Conservative Bloggers Call on GOP to Attend YouTube Debate
The Republicans are getting their heads handed to them on the Internet. In 2004, John Dean raised far more than the incumbent President did on the Internet, and in the 2008 race, the top three Democrats have raised more than double the amount of the top three Republicans. Ideological fervor is also directed on the left, though many suspect this is a product of an unpopular war and a Republican Presidency, and that a Democratic White House would lead to a growing GOP presence. Maybe so; certainly there’s nothing inherently liberal about YouTube, which has been used much more effectively by conservatives than liberals in Europe .
Conservative bloggers such as Michelle Malkin and Andrew Sullivan, and Republican e-operative Patrick Ruffini, have condemned the Republican candidates desertion in the face of the Internet as being hopelessly out of the touch with the times, and making the GOP candidates seem like clueless old men who only use the Internet to download Johnny Matthis songs...okay, that’s sort of a paraphrase. Anyway, many conservative bloggers seem to think dissing the Web will cost the Republicans in votes, money, and organization on the Internet.
But the Republicans who would lead the war on terrorism are terrified of being asked questions that don’t come from the Beltway. Mitt Romney has argued that being expected to answer questions posed by, by regular human beings is “demeaning” to him as a political-type person. And both Rudy Giuliani and Mitt Romney have claimed that they had scheduled fundraisers for the day of the...what was the day of the debate? Well, whatever the day is, they’re booked up with fundraisers all night long.

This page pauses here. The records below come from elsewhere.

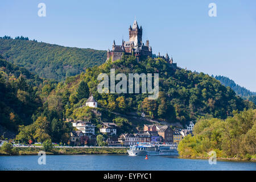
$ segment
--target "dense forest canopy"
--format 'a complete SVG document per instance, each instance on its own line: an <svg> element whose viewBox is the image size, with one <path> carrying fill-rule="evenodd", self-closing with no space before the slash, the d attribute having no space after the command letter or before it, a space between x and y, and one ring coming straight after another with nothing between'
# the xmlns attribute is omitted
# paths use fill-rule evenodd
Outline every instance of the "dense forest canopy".
<svg viewBox="0 0 256 182"><path fill-rule="evenodd" d="M159 98L149 100L146 94L98 93L98 75L106 73L109 76L112 68L115 69L115 74L159 73ZM188 121L205 115L225 119L232 115L233 110L255 107L253 103L241 99L230 88L208 75L174 69L162 59L148 57L138 63L135 57L125 56L114 63L88 68L85 72L59 83L50 96L59 96L65 118L88 118L85 109L80 108L86 98L81 99L80 96L79 88L84 82L102 109L123 114L134 112L138 115L144 112L149 118L170 123L179 122L183 126Z"/></svg>
<svg viewBox="0 0 256 182"><path fill-rule="evenodd" d="M256 110L234 111L225 120L202 118L194 127L194 136L179 144L180 155L208 158L214 151L217 158L250 159L256 157Z"/></svg>
<svg viewBox="0 0 256 182"><path fill-rule="evenodd" d="M240 86L227 77L219 75L216 76L214 78L219 80L225 86L230 87L240 97L247 98L250 96L256 96L256 92L251 92L245 88Z"/></svg>
<svg viewBox="0 0 256 182"><path fill-rule="evenodd" d="M98 65L106 51L67 47L29 40L28 38L0 38L0 54L8 61L36 73L39 77L60 81L86 68Z"/></svg>
<svg viewBox="0 0 256 182"><path fill-rule="evenodd" d="M142 57L138 62L135 56L126 55L114 63L105 62L105 51L27 38L0 39L0 125L19 133L16 139L22 142L51 139L67 143L72 130L67 118L91 121L97 126L96 134L101 122L114 122L120 134L134 132L135 127L146 123L125 116L131 113L141 116L144 113L147 118L184 126L201 117L225 119L235 110L255 108L252 102L242 99L214 78L174 69L162 58ZM110 76L110 69L127 77L131 73L158 73L158 98L148 100L147 94L99 93L97 77L101 73ZM49 78L65 78L57 82ZM91 94L99 107L81 107Z"/></svg>

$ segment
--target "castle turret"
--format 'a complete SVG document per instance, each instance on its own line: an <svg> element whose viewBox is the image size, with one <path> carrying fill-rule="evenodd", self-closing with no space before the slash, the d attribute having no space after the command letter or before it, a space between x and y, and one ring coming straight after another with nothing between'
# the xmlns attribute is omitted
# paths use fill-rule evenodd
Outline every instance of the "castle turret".
<svg viewBox="0 0 256 182"><path fill-rule="evenodd" d="M138 42L139 45L142 44L142 27L141 26L141 28L139 28L139 26L138 26L137 21L136 21L136 20L134 20L131 28L130 26L129 41L134 42L135 45L137 44L137 42Z"/></svg>
<svg viewBox="0 0 256 182"><path fill-rule="evenodd" d="M170 60L170 57L169 57L169 56L168 55L167 53L166 53L166 60L167 62L168 62Z"/></svg>
<svg viewBox="0 0 256 182"><path fill-rule="evenodd" d="M171 57L171 59L170 60L169 63L170 63L170 64L174 63L174 61L173 61L173 60L172 60L172 56Z"/></svg>
<svg viewBox="0 0 256 182"><path fill-rule="evenodd" d="M112 46L112 50L114 50L115 47L115 40L114 40L114 42L113 43L113 46Z"/></svg>

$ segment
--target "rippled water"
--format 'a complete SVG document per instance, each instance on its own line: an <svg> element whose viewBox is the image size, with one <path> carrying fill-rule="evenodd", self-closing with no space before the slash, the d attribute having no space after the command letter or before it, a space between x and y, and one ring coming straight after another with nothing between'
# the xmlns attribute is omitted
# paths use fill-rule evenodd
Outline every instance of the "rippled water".
<svg viewBox="0 0 256 182"><path fill-rule="evenodd" d="M0 170L256 170L256 163L184 159L167 156L117 155L47 155L46 164L39 156L0 156Z"/></svg>

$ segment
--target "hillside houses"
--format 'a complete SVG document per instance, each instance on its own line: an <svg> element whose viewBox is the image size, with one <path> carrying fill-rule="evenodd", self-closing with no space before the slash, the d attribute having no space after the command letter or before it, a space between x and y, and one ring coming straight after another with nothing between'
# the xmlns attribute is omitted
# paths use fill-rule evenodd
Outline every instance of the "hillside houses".
<svg viewBox="0 0 256 182"><path fill-rule="evenodd" d="M101 133L110 135L115 135L117 134L117 125L114 123L102 122L101 124L101 127L100 129Z"/></svg>

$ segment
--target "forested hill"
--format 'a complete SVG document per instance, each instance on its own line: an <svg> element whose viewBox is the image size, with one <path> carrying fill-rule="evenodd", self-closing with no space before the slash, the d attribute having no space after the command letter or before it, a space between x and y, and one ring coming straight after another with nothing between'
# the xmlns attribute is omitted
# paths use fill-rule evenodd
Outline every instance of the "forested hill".
<svg viewBox="0 0 256 182"><path fill-rule="evenodd" d="M159 97L150 100L145 94L100 94L97 76L100 73L109 74L111 68L115 69L115 74L159 73ZM186 122L201 116L225 119L232 115L233 110L255 108L253 103L237 96L230 88L208 75L174 69L162 59L148 57L138 63L132 56L125 56L121 60L105 63L89 68L80 75L68 77L59 83L49 97L62 101L60 110L64 118L84 120L89 118L94 122L89 111L86 107L80 108L85 104L89 93L93 94L100 108L104 110L123 114L133 112L138 116L143 112L146 117L170 123L178 122L184 126ZM106 121L112 119L115 119ZM96 119L94 123L97 125L104 118Z"/></svg>
<svg viewBox="0 0 256 182"><path fill-rule="evenodd" d="M0 55L40 77L58 81L101 65L106 59L105 51L66 47L29 40L23 36L14 39L9 36L0 38Z"/></svg>
<svg viewBox="0 0 256 182"><path fill-rule="evenodd" d="M228 77L223 76L216 76L214 78L219 80L222 84L225 86L230 87L237 94L237 95L247 98L252 96L256 96L256 92L251 92L244 87L235 83L235 82Z"/></svg>

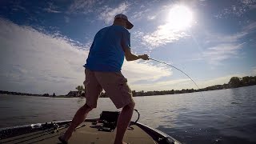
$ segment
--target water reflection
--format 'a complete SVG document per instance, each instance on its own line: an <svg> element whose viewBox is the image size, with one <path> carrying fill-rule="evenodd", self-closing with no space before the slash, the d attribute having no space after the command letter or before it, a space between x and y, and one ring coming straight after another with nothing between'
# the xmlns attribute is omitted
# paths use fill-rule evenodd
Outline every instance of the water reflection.
<svg viewBox="0 0 256 144"><path fill-rule="evenodd" d="M136 97L140 122L186 143L256 142L256 86L199 93ZM0 96L0 126L71 119L86 99ZM110 98L99 98L88 115L116 111ZM136 113L134 113L136 114ZM134 115L137 118L137 114Z"/></svg>

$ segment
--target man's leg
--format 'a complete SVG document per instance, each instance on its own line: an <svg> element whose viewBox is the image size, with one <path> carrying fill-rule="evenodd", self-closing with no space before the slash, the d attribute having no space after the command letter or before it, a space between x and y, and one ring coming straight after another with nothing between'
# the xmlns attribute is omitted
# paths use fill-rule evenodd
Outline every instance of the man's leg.
<svg viewBox="0 0 256 144"><path fill-rule="evenodd" d="M122 108L118 120L117 134L114 140L114 144L122 144L122 139L130 122L135 102L132 101L130 104L125 106Z"/></svg>
<svg viewBox="0 0 256 144"><path fill-rule="evenodd" d="M80 109L77 111L75 115L73 118L73 120L70 123L70 127L65 132L62 139L65 141L68 141L72 135L74 129L79 126L84 120L86 119L88 113L92 110L88 105L85 104L83 106L80 107Z"/></svg>

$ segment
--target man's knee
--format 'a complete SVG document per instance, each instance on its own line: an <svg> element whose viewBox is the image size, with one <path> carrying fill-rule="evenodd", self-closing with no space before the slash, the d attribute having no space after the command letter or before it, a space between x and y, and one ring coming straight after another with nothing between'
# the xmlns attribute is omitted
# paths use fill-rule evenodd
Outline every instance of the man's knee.
<svg viewBox="0 0 256 144"><path fill-rule="evenodd" d="M126 107L134 109L135 107L135 102L132 100L128 105L126 106Z"/></svg>

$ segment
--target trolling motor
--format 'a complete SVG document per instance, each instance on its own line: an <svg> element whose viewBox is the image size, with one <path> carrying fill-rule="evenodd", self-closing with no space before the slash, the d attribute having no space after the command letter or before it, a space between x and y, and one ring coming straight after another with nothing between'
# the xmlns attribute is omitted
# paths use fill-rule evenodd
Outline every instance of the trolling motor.
<svg viewBox="0 0 256 144"><path fill-rule="evenodd" d="M138 113L138 118L135 122L131 122L129 126L134 125L139 119L139 113L138 110L134 109ZM118 119L120 111L102 111L100 114L99 119L102 122L103 125L98 129L99 131L112 132L117 126Z"/></svg>

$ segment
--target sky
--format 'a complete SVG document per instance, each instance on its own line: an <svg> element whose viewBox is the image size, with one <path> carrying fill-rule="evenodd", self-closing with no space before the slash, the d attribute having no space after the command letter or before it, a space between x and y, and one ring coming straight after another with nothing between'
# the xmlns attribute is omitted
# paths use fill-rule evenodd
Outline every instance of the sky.
<svg viewBox="0 0 256 144"><path fill-rule="evenodd" d="M118 14L131 51L200 88L256 75L256 0L2 0L0 90L66 94L82 85L95 34ZM123 64L133 90L198 89L152 60Z"/></svg>

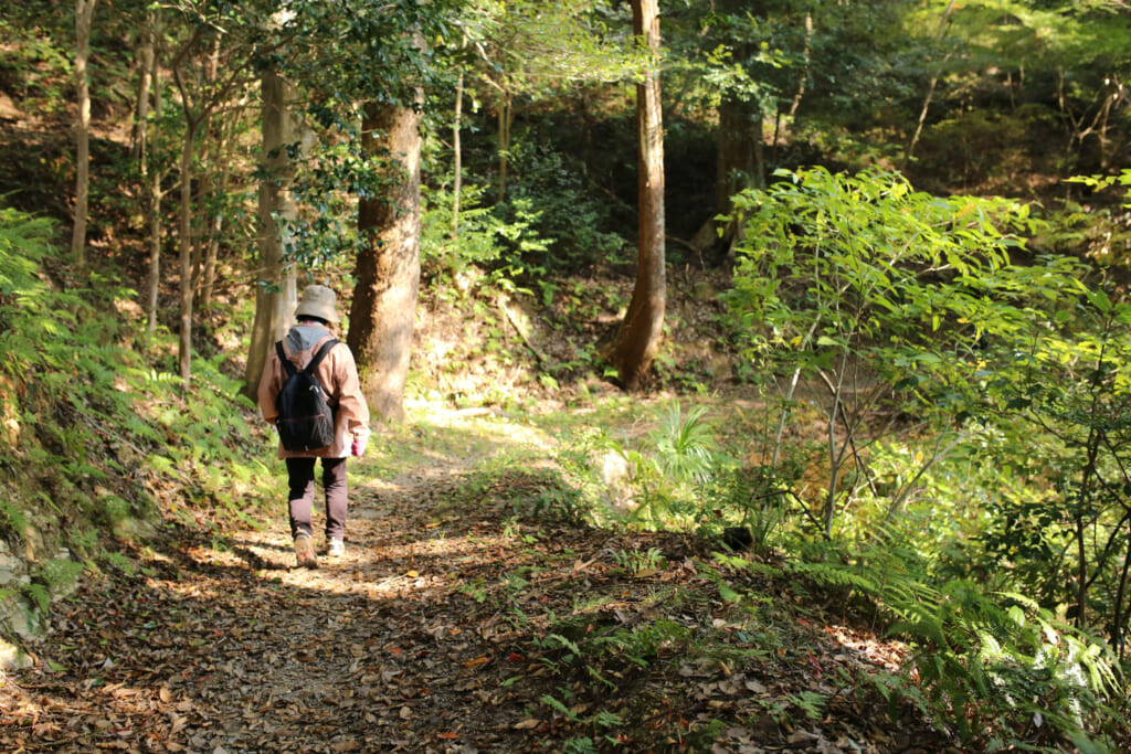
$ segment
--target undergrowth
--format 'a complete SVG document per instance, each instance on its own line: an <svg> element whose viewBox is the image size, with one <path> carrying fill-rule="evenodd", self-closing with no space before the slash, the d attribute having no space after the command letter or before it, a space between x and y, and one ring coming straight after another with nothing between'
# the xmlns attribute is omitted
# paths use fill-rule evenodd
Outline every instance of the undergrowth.
<svg viewBox="0 0 1131 754"><path fill-rule="evenodd" d="M128 567L120 544L163 517L248 521L274 480L223 356L195 359L188 387L159 371L169 344L123 314L135 293L102 271L53 279L54 237L0 210L0 540L28 563L0 598L32 624L81 570Z"/></svg>

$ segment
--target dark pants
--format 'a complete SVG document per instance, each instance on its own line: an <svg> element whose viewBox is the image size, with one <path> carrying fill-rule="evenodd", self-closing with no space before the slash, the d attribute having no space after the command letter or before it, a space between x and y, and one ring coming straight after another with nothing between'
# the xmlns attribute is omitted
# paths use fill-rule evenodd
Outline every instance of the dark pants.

Or they will be, just as soon as they can make a call to schedule a fundraiser.
This pretext is growing embarrassing as increasing pressure comes on Giuliani and Romney to not be complete wimps, wusses, sissies, or thumb-sucking yellow-bellied lily-livered sniveling cowards: For them, in fact, to agree to a debate. They both claim that they’re open to debating, providing they can find a free moment in the next six months that they haven’t previously committed to fundraising. But apparently they’re having a tough time finding a moment in their schedule not already devoted to begging for dollars. And who knows, maybe those two are spending little of their time campaigning, but enormous amounts of time fundraising.
But if it’s true, it’s just sad. And if it’s a pretext, then the top Republicans are too small to be President.